En un instante, su camisón voló con el resto de la ropa. Greg apoyó una rodilla sobre el colchón y se inclinó más para besarla, buscando su lengua, hasta que ella se la entregó y la saboreó a conciencia. Después, la boca descendió por su cuello, sus clavículas, besó su pecho y dejó un sendero húmedo en su estómago hasta llegar al vientre. Coral quiso cerrar las piernas cuando adivinó la intención de Greg, pero él se lo impidió, introduciendo una mano para acariciarla, con los dedos primero, con la lengua después. Sobreponiéndose a la sorpresa y a la vergüenza, Coral sintió que se derretía. El contacto de la boca, de la lengua, húmeda y caliente, con sus partes más íntimas estuvo a punto de hacerle perder el sentido. Pero una nueva urgencia le nacía en el vientre. Comenzó a moverse rítmicamente, acompasando sus caderas a las caricias que él le prodigaba, buscando su contacto más a fondo, más rápido.
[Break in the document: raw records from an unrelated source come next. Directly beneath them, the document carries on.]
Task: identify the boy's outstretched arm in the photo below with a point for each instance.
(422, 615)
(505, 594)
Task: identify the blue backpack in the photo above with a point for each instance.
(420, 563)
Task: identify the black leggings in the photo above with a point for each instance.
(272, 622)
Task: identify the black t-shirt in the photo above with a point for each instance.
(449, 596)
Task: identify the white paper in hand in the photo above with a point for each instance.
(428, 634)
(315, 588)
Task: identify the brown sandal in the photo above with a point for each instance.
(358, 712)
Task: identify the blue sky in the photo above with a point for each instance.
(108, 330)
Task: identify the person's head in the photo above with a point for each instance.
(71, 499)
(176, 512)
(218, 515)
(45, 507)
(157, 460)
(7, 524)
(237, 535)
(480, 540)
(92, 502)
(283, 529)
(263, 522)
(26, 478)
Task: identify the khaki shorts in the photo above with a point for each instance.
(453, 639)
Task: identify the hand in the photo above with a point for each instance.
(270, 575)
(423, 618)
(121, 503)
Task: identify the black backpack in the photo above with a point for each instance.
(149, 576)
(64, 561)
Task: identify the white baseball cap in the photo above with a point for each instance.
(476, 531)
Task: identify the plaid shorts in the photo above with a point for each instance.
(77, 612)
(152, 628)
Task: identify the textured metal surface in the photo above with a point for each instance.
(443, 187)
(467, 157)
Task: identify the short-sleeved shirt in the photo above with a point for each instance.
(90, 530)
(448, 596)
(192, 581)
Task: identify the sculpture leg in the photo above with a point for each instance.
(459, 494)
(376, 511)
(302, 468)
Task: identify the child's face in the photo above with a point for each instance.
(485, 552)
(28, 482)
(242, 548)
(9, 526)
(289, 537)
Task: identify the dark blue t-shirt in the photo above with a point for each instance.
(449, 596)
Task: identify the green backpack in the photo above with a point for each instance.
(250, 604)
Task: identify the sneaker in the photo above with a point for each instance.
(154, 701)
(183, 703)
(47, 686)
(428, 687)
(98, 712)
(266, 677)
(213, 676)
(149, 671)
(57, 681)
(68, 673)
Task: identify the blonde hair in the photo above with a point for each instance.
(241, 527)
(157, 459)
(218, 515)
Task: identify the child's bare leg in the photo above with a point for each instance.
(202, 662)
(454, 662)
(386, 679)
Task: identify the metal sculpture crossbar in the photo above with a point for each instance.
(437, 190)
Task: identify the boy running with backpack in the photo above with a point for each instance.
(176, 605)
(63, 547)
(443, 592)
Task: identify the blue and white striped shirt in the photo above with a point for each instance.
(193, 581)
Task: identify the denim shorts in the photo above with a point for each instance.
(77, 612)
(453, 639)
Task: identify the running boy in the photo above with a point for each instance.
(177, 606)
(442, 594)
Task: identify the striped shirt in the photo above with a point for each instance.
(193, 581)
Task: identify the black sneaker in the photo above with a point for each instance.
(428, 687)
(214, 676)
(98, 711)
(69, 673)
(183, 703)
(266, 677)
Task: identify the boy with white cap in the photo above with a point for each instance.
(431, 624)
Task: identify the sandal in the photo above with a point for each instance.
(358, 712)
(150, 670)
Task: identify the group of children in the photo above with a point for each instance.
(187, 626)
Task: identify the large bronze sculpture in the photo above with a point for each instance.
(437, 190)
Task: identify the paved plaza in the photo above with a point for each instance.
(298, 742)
—Ven — susurró sin saber siquiera lo que decía—. Ven, sí; te necesito.

Greg se sintió también al límite de su excitación. Se incorporó sobre Coral, se colocó entre sus piernas y la penetró de un solo impulso. Ella gritó, pero esa vez fue de placer. Se inclinó sobre su pecho, sintiendo el delicioso contacto de sus senos contra el cuerpo, y la besó mientras ella gemía y gritaba una y otra vez. Greg empujó más y más adentro, disfrutando con el placer que le daba y saboreando cada gemido y cada temblor de su cuerpo; al fin, se dejó ir cuando ella culminó su orgasmo. Nunca en su vida se había sentido antes tan orgulloso como cuando Coral entreabrió los ojos, agotada, y lo miró con una sonrisa de satisfacción.

—Había pedido la cena para ti — dijo, arrastrando las palabras como si hubiera bebido alguna copa de más—. Pensé que tendrías hambre.
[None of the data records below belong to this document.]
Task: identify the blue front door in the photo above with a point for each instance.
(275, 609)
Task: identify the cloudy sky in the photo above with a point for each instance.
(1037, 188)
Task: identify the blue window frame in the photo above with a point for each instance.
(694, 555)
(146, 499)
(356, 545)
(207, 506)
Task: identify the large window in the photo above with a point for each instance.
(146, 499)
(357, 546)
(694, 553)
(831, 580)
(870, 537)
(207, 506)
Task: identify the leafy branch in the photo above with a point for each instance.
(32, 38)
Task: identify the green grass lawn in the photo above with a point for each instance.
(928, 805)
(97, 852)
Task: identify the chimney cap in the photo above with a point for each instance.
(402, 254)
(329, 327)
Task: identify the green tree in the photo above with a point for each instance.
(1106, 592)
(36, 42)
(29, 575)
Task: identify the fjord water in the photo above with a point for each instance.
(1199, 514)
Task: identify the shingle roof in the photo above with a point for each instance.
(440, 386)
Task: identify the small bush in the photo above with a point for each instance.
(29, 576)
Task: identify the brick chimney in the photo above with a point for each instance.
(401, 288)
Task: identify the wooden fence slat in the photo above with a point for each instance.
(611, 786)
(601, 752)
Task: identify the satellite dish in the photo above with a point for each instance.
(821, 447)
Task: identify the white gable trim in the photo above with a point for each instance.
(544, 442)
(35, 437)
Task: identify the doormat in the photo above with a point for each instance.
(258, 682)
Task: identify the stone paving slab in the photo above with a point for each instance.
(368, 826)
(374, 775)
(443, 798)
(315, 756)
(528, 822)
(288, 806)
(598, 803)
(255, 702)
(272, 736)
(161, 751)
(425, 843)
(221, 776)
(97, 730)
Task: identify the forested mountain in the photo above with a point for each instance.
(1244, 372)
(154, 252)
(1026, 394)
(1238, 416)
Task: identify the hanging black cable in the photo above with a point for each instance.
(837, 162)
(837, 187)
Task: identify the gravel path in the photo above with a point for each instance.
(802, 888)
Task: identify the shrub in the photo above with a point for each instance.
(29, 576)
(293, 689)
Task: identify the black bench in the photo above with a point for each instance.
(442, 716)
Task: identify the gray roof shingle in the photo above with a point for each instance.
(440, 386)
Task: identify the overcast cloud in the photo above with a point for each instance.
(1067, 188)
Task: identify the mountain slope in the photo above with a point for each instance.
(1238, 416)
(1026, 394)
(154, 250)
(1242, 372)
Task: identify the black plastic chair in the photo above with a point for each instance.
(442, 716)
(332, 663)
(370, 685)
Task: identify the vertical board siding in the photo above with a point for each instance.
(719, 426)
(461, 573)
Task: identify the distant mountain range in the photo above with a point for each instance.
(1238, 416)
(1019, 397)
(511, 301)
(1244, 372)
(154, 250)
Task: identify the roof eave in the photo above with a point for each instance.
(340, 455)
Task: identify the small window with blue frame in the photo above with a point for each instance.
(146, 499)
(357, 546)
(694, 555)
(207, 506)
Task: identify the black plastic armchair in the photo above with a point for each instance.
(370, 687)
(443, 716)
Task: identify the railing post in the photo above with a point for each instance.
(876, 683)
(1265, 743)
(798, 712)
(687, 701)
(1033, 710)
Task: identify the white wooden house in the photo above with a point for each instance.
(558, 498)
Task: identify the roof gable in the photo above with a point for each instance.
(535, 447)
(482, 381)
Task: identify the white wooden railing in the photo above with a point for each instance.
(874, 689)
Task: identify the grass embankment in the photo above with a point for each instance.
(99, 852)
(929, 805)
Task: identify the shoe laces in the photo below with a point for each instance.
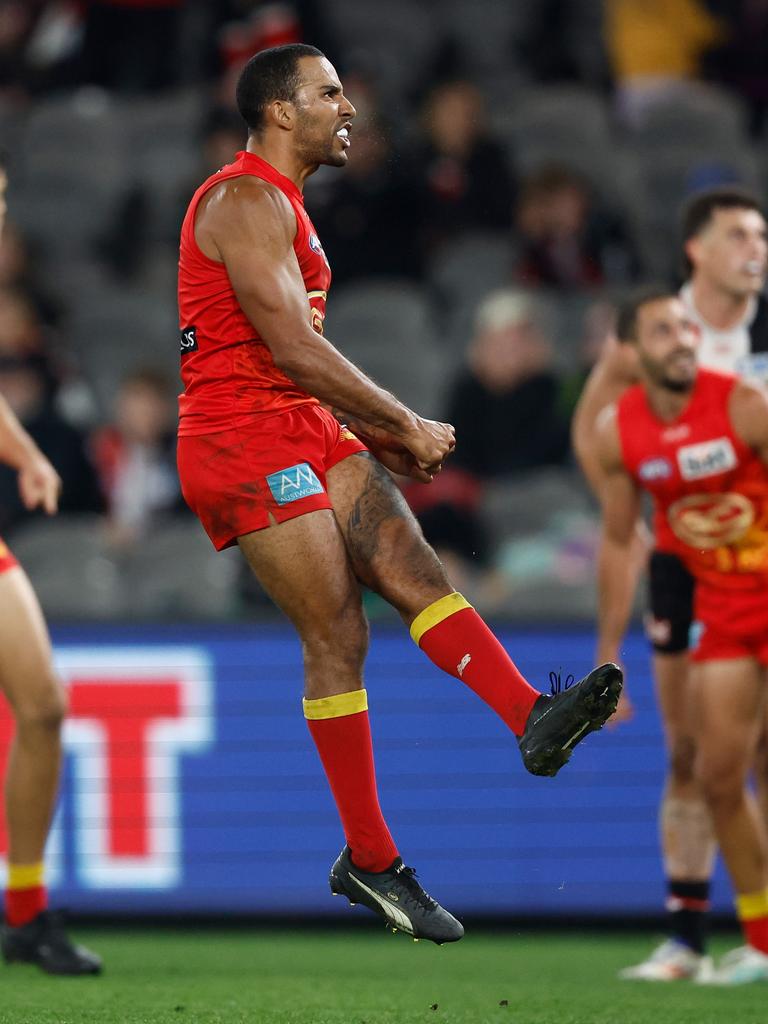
(416, 894)
(558, 685)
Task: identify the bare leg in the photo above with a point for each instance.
(387, 549)
(760, 770)
(728, 702)
(303, 565)
(37, 700)
(687, 837)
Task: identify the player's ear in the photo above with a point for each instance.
(691, 249)
(282, 114)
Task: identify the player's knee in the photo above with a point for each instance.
(683, 760)
(45, 709)
(341, 638)
(720, 783)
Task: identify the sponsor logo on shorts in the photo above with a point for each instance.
(654, 469)
(707, 459)
(707, 521)
(658, 631)
(188, 340)
(297, 481)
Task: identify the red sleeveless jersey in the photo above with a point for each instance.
(227, 371)
(710, 489)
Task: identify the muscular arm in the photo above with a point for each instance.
(251, 226)
(621, 507)
(39, 483)
(613, 372)
(749, 415)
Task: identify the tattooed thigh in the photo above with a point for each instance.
(383, 538)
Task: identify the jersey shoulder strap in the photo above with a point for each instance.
(759, 327)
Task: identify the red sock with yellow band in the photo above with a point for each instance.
(26, 895)
(753, 913)
(341, 732)
(457, 640)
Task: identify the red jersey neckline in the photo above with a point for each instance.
(280, 179)
(695, 394)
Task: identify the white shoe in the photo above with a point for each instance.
(671, 962)
(739, 967)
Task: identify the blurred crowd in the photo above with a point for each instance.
(514, 168)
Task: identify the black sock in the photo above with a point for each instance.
(688, 905)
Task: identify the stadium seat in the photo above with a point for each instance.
(564, 114)
(176, 573)
(541, 526)
(467, 269)
(701, 116)
(75, 574)
(115, 331)
(386, 328)
(392, 43)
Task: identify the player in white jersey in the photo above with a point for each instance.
(726, 254)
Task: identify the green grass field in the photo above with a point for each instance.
(366, 977)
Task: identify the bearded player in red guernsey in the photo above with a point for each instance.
(697, 441)
(266, 465)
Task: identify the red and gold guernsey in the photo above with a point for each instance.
(710, 489)
(227, 371)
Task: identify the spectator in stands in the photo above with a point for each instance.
(29, 391)
(136, 457)
(16, 273)
(505, 406)
(741, 60)
(462, 173)
(566, 241)
(364, 215)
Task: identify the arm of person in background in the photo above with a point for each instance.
(250, 226)
(39, 483)
(616, 576)
(749, 415)
(612, 374)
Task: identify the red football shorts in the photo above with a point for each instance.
(730, 624)
(7, 561)
(236, 479)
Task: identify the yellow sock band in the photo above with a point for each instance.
(336, 707)
(26, 876)
(435, 612)
(750, 906)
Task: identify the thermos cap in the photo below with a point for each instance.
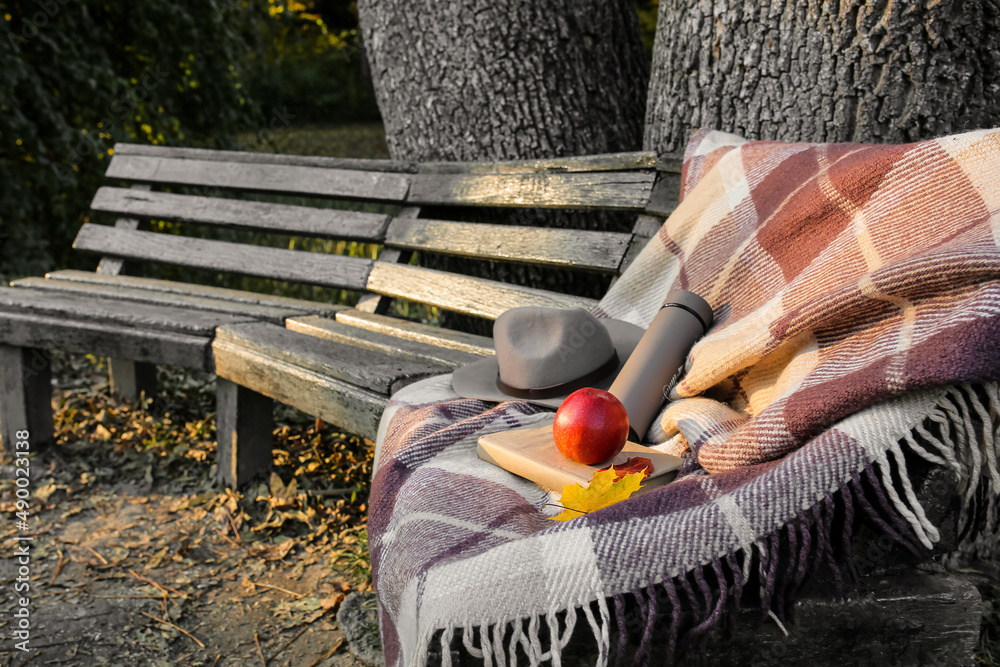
(692, 303)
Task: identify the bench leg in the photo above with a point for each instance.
(245, 423)
(130, 380)
(25, 397)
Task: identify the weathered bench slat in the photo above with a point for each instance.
(172, 287)
(105, 339)
(327, 329)
(131, 294)
(481, 346)
(179, 152)
(534, 245)
(279, 218)
(472, 296)
(125, 314)
(362, 367)
(605, 162)
(292, 265)
(288, 179)
(581, 190)
(348, 406)
(666, 195)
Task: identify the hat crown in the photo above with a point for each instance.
(542, 347)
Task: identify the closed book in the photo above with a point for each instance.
(531, 453)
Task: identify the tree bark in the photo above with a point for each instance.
(503, 80)
(506, 79)
(802, 70)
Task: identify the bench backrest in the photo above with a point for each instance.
(637, 182)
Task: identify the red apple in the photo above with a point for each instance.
(591, 426)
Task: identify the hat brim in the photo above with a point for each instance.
(478, 379)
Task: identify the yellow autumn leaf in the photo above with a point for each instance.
(603, 491)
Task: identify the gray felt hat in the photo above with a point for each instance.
(545, 354)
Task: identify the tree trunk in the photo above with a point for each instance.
(506, 79)
(801, 70)
(503, 80)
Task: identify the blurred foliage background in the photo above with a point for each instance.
(77, 76)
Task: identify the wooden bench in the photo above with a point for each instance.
(338, 363)
(343, 363)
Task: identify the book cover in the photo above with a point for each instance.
(531, 453)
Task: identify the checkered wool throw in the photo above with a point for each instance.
(857, 302)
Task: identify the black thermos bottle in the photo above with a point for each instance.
(658, 360)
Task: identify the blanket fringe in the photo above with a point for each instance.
(961, 432)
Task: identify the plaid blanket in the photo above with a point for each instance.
(857, 304)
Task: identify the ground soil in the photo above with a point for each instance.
(138, 558)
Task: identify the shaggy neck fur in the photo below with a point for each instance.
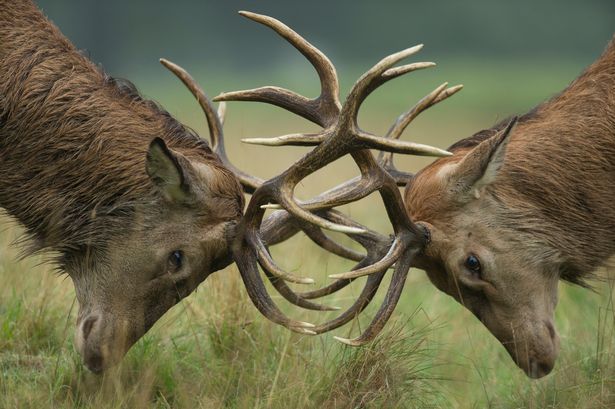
(73, 141)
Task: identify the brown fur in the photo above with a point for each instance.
(73, 145)
(546, 211)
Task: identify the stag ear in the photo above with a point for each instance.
(168, 171)
(480, 167)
—Sí, tenía... — le aseguró Greg, que se volvió a la cama y tiró de las mantas para cubrir a Coral—, hambre de ti.

Coral ocultó la cara en la almohada y ahogó una risita. Se sentía tan saciada, tan relajada, como no creía haberlo estado en su vida.

—¿A esto le llamas «compensarme»? — preguntó con cierto descaro que no supo de dónde había sacado.
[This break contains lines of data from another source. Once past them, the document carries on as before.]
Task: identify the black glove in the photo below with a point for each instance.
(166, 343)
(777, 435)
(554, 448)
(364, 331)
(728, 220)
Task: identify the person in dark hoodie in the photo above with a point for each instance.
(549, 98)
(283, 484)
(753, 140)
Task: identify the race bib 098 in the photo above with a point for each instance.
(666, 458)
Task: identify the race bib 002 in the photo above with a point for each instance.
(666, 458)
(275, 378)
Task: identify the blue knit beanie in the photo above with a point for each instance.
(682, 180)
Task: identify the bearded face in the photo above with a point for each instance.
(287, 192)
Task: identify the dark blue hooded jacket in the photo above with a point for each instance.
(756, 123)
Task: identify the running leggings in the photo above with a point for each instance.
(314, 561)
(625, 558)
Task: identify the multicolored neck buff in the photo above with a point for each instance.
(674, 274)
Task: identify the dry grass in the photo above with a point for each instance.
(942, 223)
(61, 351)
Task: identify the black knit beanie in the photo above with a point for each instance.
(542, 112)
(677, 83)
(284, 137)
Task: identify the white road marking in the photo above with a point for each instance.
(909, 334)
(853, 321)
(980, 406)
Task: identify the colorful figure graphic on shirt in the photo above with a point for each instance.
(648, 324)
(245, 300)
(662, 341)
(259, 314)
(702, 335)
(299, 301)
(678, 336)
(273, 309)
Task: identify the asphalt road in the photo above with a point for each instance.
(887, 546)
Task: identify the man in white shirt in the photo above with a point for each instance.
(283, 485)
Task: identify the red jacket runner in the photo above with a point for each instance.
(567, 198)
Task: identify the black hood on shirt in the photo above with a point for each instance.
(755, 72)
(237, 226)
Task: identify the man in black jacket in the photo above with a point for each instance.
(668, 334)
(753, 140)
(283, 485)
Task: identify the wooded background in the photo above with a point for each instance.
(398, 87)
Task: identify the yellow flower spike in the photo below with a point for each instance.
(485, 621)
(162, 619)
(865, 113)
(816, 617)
—Esto es sólo la primera parte — afirmó Greg, y la besó en la frente con una sonrisa traviesa. Luego se levantó y curioseó en las bandejas de comida que había sobre la mesa al pie de la cama.

Coral se sentó, envuelta en una sábana, y observó a Greg cuando éste se acercó a ofrecerle una copa de champán.

—Almejas y percebes. Tu patrona sabe cómo tentar al más santo.

Greg rió, mostrándole la generosa bandeja de marisco que les habían preparado, pero al momento comprendió que Coral era demasiado inocente para captar las connotaciones sexuales de los alimentos que le ofrecía.

—¿Te gustan?

—Me encantan — aceptó Greg, tomando un mejillón y devorando la carne anaranjada de su interior para demostrarlo—. Ven, cena conmigo.

Coral aceptó y se puso en pie. Envuelta en su sábana, se aproximó a la mesa.

Él se empeñó en ofrecerle las mejores piezas e incluso le dio de comer en la boca, bromeando con ella sobre el tamaño de los percebes y su feo aspecto. La joven le preguntó, entonces, por su día en el puerto, y Greg se encontró explicándole el trabajo que suponía aprovisionar un barco, llevar a cabo todas las pequeñas reparaciones que precisaba tras la larga travesía transatlántica, ocuparse asimismo de la compraventa de mercancías que le reportasen beneficios y mil pequeñas cosas más de las que Coral nunca antes había oído hablar y que escuchaba con atención y auténtica curiosidad.

Después de la cena y del champán, Greg volvió a hacerle el amor, muy despacio esa vez, como si tuviera todo el tiempo del mundo, y animándola a que tomase la iniciativa, la guio para que conociese su cuerpo y aprendiera a darle placer. Coral descubrió que era tan placentero dar como recibir, y que la figura fuerte y recia de Greg era una fuente inagotable de maravillosas sensaciones para sus manos y su boca.

Era de madrugada cuando por fin se durmieron, saciados, enlazados sus cuerpos como siameses.